The Gallerist segue la storia di Polina Polinski (Portman), una gallerista sull’orlo del fallimento, che fatica persino a sistemare l’aria condizionata nella sua galleria ad Art Basel. Con lei, l’assistente Kiki (Jenna Ortega) e l’artista emergente Stella Burgess (Da’Vine Joy Randolph), pronta a esporre per la prima volta. Quando arriva l’influencer d’arte Dalton Hardberry (Galifianakis) e una morte improvvisa sconvolge tutto, Polina deve trovare una soluzione tanto creativa quanto spietata.

La regista Cathy Yan, già nota per “Birds of Prey”, ha spiegato: “Abbiamo visto una banana attaccata al muro venduta per milioni – un richiamo all’opera di Maurizio Cattelan – e ci siamo chiesti chi davvero decide il valore di un’opera. È tutto così confuso, così soggettivo”. Yan ha sottolineato che il film vuole far riflettere su chi stabilisce davvero cosa conta nel mondo dell’arte, una domanda che riguarda ogni artista.

Valore e contraddizioni di un sistema fragile

Durante la discussione dopo la proiezione, Portman ha ammesso: “Tutti noi dipendiamo dal mercato per continuare a fare ciò che amiamo”. La frase ha diviso la sala: c’erano chi accetta la necessità del compromesso e chi invece ne mette in guardia i pericoli. “Nel film ci sono riferimenti a fatti reali”, ha aggiunto Yan, “ma volevamo mostrare quanto sia sottile il confine tra creatività vera e logiche di guadagno”.

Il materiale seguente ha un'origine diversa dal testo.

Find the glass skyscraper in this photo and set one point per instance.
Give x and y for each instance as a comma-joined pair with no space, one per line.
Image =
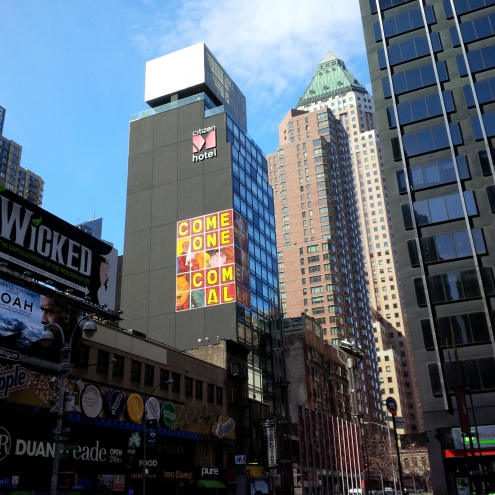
432,66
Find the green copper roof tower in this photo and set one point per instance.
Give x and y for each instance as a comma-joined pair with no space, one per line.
331,78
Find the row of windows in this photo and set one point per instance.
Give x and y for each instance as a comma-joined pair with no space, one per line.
409,50
473,30
118,369
444,247
454,286
413,79
478,373
439,209
403,23
421,109
386,4
467,328
427,140
433,174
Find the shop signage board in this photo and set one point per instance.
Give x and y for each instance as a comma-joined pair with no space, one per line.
271,447
484,440
12,379
168,414
9,355
32,239
91,401
267,423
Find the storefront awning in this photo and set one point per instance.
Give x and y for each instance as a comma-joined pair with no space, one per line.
209,484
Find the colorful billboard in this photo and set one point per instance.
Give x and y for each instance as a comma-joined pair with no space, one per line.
212,261
23,315
51,248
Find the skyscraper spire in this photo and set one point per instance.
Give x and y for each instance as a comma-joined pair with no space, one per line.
331,78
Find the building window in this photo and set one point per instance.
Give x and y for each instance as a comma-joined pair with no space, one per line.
135,371
210,393
163,379
149,372
102,362
118,366
219,395
199,390
176,384
188,384
83,361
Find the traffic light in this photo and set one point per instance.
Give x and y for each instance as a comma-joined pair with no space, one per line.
66,479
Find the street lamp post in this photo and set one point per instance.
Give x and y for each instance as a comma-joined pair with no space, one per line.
389,446
64,369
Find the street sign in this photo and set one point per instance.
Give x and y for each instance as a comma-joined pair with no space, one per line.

Charli XCX, presente anche con il mockumentary “The Moment”, ha detto di essersi sentita “divertita ma anche un po’ inquieta” di fronte a come il film mette a nudo le dinamiche del settore. “Non è solo satira”, ha spiegato la cantante britannica, “ma un invito a riflettere su come tutti noi siamo coinvolti in questo gioco”.

Il contesto sociale: la morte di Alex Pretti e le reazioni del cast

Il debutto di The Gallerist è arrivato nei giorni in cui è stata annunciata la morte di Alex Pretti, ucciso dagli agenti dell’ICE a Minneapolis. Un evento che ha scosso profondamente le protagoniste del film. “Quello che Trump, Kristi Noem (segretaria alla sicurezza interna) e l’ICE stanno facendo ai nostri cittadini e ai migranti è scandaloso e deve finire”, ha detto Portman davanti ai giornalisti. Jenna Ortega ha aggiunto: “La morte di Pretti è devastante, sono rimasta senza parole. L’assenza di una punizione per questi agenti da parte del governo è spaventosa e scoraggiante”.

Le parole delle attrici hanno trovato eco tra il pubblico del Sundance, che ha espresso solidarietà sui social nelle ore successive. Anche il festival ha diffuso una nota ribadendo il suo impegno per i diritti civili e la libertà di espressione.

Un film che fa discutere e divide

The Gallerist si propone come uno dei titoli più chiacchierati di questa edizione del Sundance. Tra ironia tagliente e denuncia sociale, il film mette in scena le contraddizioni di un mondo dove il confine tra arte e mercato si assottiglia ogni giorno di più. E dove, come ha ricordato Portman, “il rischio è quello di non accorgersi più del sangue sulle proprie mani”.